Follow the Past through Arkansas’ Heritage Trails
It’s hard to say exactly when Arkansas’ history begins. Thanks to the Mississippi River, Arkansas Delta, and the mild climate of areas sheltered by the Ozark and Ouachita mountains, the region was a hospitable spot for Native American tribes for centuries. Archaeological sites around the burial mounds in the northeastern part of the state tell the tale of people who lived here long before this land was explored by Spanish conquistador Hernando De Soto in 1541 and by French expeditions shortly after.
From the perspective of American history, Arkansas’ entry into the nation’s annals started in 1803, with the Louisiana Purchase. This led the way to the Arkansas Territory in 181, and eventual statehood (as the 25th state) in 1836.
Given its position in the country and in history, it’s not surprising to find that the state of Arkansas is particularly rich, not just in historical sites, but in historical trails. There are no fewer than four trail systems, one of which – the Civil War group – has multiple areas open for exploration. As a stand-alone activity or as a more educational way of getting from Point A to Point B, taking time to explore one or more of these can make history march off the page and into visitors’ memories in a profound way.
Arkansas is something of a crossroads, where a bit of the South meets a bit of the West. Part of its geographical heritage is a necessary involvement in many notable incidents in American history, and this is reflected in the state’s heritage trails. Some of the trail names – the Civil War, the Trail of Tears – spring readily into the imagination of any history student or teacher. Others call to mind important moments in the nation’s westward expansion, such as the Butterfield Trail, an early mail route, and the Southwest Trail, which made the way for people to migrate from St. Louis and points north and east down to Arkansas and into Texas.

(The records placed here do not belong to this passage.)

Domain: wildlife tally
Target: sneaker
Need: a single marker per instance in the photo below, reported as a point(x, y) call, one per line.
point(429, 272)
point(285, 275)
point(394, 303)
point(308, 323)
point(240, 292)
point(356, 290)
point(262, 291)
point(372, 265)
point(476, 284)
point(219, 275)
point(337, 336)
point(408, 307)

Arkansas’ Civil War Era Trails
No fewer than eight Civil War incidents took place in Arkansas. These are known largely by their place names, such as Prairie Grove, Pea Ridge, the Little Rock Campaign, the attack on Pine Bluff, the Confederate approach to Helena, the Camden Expedition, Price’s Raid and Battle of Fayetteville. There are a corresponding eight trails for this period in history, centering on the northwest corner of Arkansas, the Mississippi River (the eastern border) and around Little Rock in central part of the state.
Instead of reading dry facts in a history book, these trails can make students appreciate more about the obstacles and rigors soldiers on both sides encountered as their respective armies skirmished for control of the Confederate-allied state.

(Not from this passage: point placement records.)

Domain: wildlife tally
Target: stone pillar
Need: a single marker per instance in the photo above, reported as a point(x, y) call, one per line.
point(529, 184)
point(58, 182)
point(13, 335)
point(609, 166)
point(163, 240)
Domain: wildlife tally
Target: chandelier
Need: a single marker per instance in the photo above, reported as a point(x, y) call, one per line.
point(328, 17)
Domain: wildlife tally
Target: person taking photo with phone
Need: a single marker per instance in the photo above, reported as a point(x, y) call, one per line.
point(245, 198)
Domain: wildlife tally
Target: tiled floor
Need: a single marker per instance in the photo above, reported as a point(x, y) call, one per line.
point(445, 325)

The Butterfield Overland Mail Trail
This trail leads from West Memphis on the banks of the Mississippi River to Fort Smith, nearly 300 miles away on the Oklahoma border. The route then extends north to Pea Ridge and the Missouri border. Prior to the advent of railways and the Pony Express, mail had to take the long way around – usually by boat. To speed up the process, a former stagecoach driver came up with the plan of connecting the Mississippi River with the Pacific Ocean via an overland route. His plans came to an early end when the Civil War broke out, but this trail still evokes contemplation of how different things were in the American West. Currently, it is listed as a possible National Historic Trail.
Arkansas’ Southwest Trail
Arkansas’ portion of the Southwest Trail – which starts in St Louis and ends in the Red River Valley in Texas – winds south from Maynard (by the Missouri border) until it reaches Texarkana. Once Arkansas became a territory, this system of roads served as a major thoroughfare for people moving into the region. During the 1820s and 1830s, it is estimated that four-fifths of the incoming population entered Arkansas through this route. Today’s trail takes in parts of the military roads used in the Civil War and passes through some of the state’s most popular historical travel destinations.

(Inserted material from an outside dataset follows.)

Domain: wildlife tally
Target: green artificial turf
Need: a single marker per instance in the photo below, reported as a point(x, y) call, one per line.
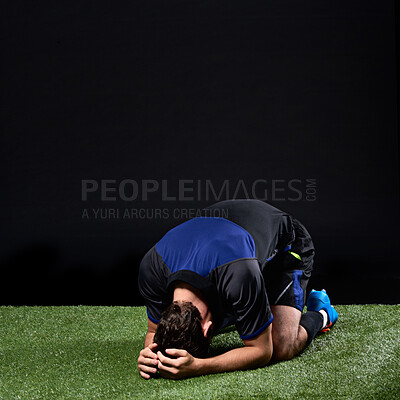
point(91, 353)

The Trail of Tears in Arkansas
This system, which stretches across the state from east to west as well as down the Mississippi River, offers a grim reminder that not everyone who migrated west went willingly. Native American tribes that had lived in Florida, Georgia, and Alabama were required to move from the lands by the Federal Indian Removal Act of 1830. This evacuation was known as the Trail of Tears, which started as early as 1827 and ended in 1839. The tribes involved – Cherokees, Creeks, Choctaws, Chickasaws and Seminoles – endured sickness, deprivation and poverty along the way. The multiple routes in this trail system give a new perspective on the hardships they faced on their enforced trek to Indian Territory in Oklahoma.
Along each of these networks of trails, your group will find plenty of interesting waypoints: heritage sites, museums and state parks. These can help your student travelers really appreciate American history – both as students who have read about it and as those who have personally experienced the exact spots where that history took place.